While the popularity of Yoga has risen exponentially in recent years, it is widely seen primarily as a way of keeping fit and many who practice it know next to nothing about its roots. Maybe you just do Yoga to help with your bad back or become more flexible and you’re not interested in “all that Om-ing business.” That’s totally your prerogative. But whether you actively acknowledge it or not, if you benefit from practicing Yoga, you owe a debt to India, because without this incredible and unique country there would be no Yoga. India is the birth place of Yoga, it originated there hundreds of thousands of years ago and was an integral part of millions of peoples lives centuries before Lulu Lemon and Sweaty Betty started flogging over priced Yoga leggings.
Even if you have no desire to learn more about India or explore the spiritual side of Yoga, or even if you have never done Yoga before, I challenge you to not be moved by the sheer scale of the catastrophe India now finds itself facing. There is not a single country in the world that has not suffered because of coronavirus but the latest outbreak in India is already leading to suffering on an unimaginable scale. I have visited India many times and lived there for most of 2018 with my family so it is like a second home to us. There is simply nowhere else like it. But for all its many wonders, the truth is that it simply doesn’t have the infrastructure in place to deal with the disaster it now finds itself facing.

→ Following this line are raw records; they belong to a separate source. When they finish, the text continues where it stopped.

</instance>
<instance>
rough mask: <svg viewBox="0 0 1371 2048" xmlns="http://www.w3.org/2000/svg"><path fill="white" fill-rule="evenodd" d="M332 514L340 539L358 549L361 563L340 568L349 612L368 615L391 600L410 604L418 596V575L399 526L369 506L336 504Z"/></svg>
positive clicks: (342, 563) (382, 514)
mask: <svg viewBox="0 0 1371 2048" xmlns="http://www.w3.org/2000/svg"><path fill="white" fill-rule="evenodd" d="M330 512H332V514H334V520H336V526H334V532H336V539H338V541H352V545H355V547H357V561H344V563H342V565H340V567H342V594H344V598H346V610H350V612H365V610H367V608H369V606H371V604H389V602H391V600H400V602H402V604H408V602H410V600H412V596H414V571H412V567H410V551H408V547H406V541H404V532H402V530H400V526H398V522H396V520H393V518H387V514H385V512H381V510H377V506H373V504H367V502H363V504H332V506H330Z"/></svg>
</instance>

There are some who would say that the millions poor people who live in India faced suffering every day even before this crisis so why is everyone suddenly expressing such concern now, having previously turned a blind eye? Last year alone half a million people there died of tuberculosis and three-quarters of a million from diarrhoea due to living in unsanitary conditions. These are shocking statistics and not to be dismissed, clearly there is a lot of work to be done to tackle these issues. But that doesn’t detract from the urgency of the current situation. Others may say it’s not the UK’s job to try and fix things there and others still actually deny that coronavirus is even a thing (!), but I’m going to assume that if you have got this far with my blog, you don’t fall in to either of those camps.
Nobody has been unaffected by the pandemic but as Damian Barr wryly observed: “We are not all in the same boat. We are all in the same storm. Some are on super-yachts. Some have just the one oar.” I would go further and say that right now there are people in India who are desperately paddling with one hand with the other tied behind their back, or at least that’s how it must seem.
Here in the UK we clapped the NHS week in, week out but the reality is that we mostly take it for granted because it’s always been there as a safety net in times of need. Imagine having to drive or even cycle to the hospital with a relative who can barely breathe just to be turned away because they had run out of Oxygen. So then you drive to another, and another and the same thing happen. Eventually your relative dies in out on the street and then you have to get them to the undertakers yourself or their body is simply burned on a makeshift funeral pyre in the streets. That’s the reality in India right now. I’m sorry that this may seem a bit graphic, but if it’s hard to read, how much harder would it be to actually live it?
The essence of Yogic philosophy is union or oneness. We are all connected, we all share the same planet and belong to the same human race. So whatever your political persuasion or beliefs, whether you love Yoga or even if you think it’s a total waste of time, please show India some love.
I will be teaching a Yin,Yang and Yoga Nidra workshop on Sunday 16th May in aid of Give India. If you can’t make it, please think about making a donation anyway or giving to one of the many other charities that is doing essential work there right now.
I might get accused of cultural appropriation for signing off with this, or perhaps I can get away with it being half Indian but I’m going to leave you with a, “Namaste,” or in other words:
“The light in me sees the light in you." Beautiful words from a beautiful country that has given us so much and now needs our help.